そのときはこんな書類が一緒に添えられていました。
「これらはデータ化できない本だから、代わりにあと5冊、追加でデータ化する券を贈ります」といった手紙です。
BOOKSCANのサイトの「マイページ」の左側にある、「スキャン依頼・お支払い」のボタンを押します。そして表示された「新規スキャン依頼フォーム」を記入して、最後に手紙に添えられている優待コードを入力します。
そして、念のためサポートページから「5冊分、優待コードを使って新規スキャンを依頼しました」と連絡すれば、プレミアム会員ライトで月10冊までしかスキャンできないとしても、合計15冊データ化してもらうことができます。
このようなやり取りが起きる可能性もあるので、会員になった場合は契約した月の前半(1月1日に契約したら1月15日くらいまで)に本を10冊送り終えておいたほうがよさそうです。
月末に近くなってしまうと、その月の冊数は繰り越されることなくリセットされてしまいます。
結局BOOKSCANとAmazon Kindle PaperWhiteは相性が良い?
BOOKSCANに依頼したファイルは、文字の大きさ的に文庫本なら全く問題なくPaperWhiteで読めます。文字もかすれずなめらかに読みやすくなりました。
B5くらいの大きさの本も大丈夫。
余白もちょうどよく切り取られています。
料理本などは紙の書籍の方が見開きで読めるぶん、視界をフルで使えて読みやすい気がします。

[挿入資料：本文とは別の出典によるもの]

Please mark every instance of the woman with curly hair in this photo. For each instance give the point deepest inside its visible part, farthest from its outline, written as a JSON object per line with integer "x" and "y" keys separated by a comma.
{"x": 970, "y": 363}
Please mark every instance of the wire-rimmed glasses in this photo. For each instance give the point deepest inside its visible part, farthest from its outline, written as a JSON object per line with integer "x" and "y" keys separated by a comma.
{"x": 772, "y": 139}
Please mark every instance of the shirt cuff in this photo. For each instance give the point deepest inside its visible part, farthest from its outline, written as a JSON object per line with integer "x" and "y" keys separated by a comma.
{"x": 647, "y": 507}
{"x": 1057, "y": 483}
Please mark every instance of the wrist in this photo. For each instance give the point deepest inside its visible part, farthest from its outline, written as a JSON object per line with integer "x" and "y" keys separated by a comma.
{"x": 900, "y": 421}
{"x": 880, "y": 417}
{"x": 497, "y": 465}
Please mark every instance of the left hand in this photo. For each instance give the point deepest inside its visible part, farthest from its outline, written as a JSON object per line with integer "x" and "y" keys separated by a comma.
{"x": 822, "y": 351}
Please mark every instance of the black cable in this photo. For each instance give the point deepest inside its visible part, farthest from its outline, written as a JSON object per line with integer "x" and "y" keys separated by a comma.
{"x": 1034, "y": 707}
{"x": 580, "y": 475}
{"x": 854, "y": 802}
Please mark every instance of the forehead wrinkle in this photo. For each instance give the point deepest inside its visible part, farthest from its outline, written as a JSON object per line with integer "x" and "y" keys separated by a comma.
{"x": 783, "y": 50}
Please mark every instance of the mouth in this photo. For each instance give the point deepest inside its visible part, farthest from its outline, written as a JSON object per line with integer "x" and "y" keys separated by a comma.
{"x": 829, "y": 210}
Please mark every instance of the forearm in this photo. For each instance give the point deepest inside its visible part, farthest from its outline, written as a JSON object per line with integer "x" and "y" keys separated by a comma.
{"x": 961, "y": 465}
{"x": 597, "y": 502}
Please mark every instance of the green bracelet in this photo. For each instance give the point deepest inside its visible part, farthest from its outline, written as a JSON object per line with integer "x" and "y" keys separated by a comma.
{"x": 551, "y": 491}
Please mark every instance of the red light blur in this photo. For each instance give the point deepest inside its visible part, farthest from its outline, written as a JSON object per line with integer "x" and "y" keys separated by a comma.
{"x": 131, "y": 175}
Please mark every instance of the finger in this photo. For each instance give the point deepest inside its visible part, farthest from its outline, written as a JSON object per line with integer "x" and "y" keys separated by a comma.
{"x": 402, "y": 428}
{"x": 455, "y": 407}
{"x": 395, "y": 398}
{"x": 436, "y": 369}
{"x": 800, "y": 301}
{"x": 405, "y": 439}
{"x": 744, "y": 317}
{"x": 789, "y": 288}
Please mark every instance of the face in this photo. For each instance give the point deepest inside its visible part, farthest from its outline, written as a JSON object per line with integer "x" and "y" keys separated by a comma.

写真集などカラー中心の書籍も、白黒表示のPaperWhiteに入れると見づらくなるので、PCやMac、iPhoneやiPadなどカラー端末に入れた方が絶対にいいでしょう。
PaperWhiteを買ってみて驚いたのですが、自分で自炊したデータはPaperWhite本体で「フォントの大きさ変更」をしてもほとんど効果がないのです。
本によっては加工しないととても読みづらくなってしまいます。
自分でこれを、無料ソフトだけを使って加工修正する方法を書いた記事もありますので、ご一読いただければと思います。
正直に言うと、うちにもPFU製のドキュメントスキャナ「Scan Snap iX500」や、カール事務器のディスクカッター「DC-210」があり、自分で自炊することも簡単にできます。
飲み込むようにすごい速度でページがスキャンされていくのは、見ていて癒されるレベルです。
たしかにこのやり方で毎月5冊くらいなら、1時間くらいあれば自分でも「ページをカットする作業からスキャンして加工するところ」までできますが、なにぶん私は現在妊娠8ヶ月の妊婦。
しかも、もともとの持病に加えて切迫早産で自宅での絶対安静を命じられています。
やることもたくさんある上に、タイムリリミットもある今、体力も気力も節約しなくてはいけません。
それでもポチッと依頼するだけで、とてもラクに本棚を断捨離できました。
捨てられない本を何年も寝かせておくことは、無駄に家賃を使っていたということなのかもしれません。
空っぽになった棚を赤ちゃんのために確保することもできました。
長いこと本棚の一番上で眠っていたペーパーバッグも読めるようになりました。
- 家に物理的なスペースができること
- カバンが軽くなること
- 電車の中でも片手で読めること
これは意外とうれしい効果です。
個人的な書類や子供の絵、著作権が複数にわたる雑誌など、BOOKSCANに対応してもらうことのできないもの以外は、できるうちにデータ化することができて本当によかったです。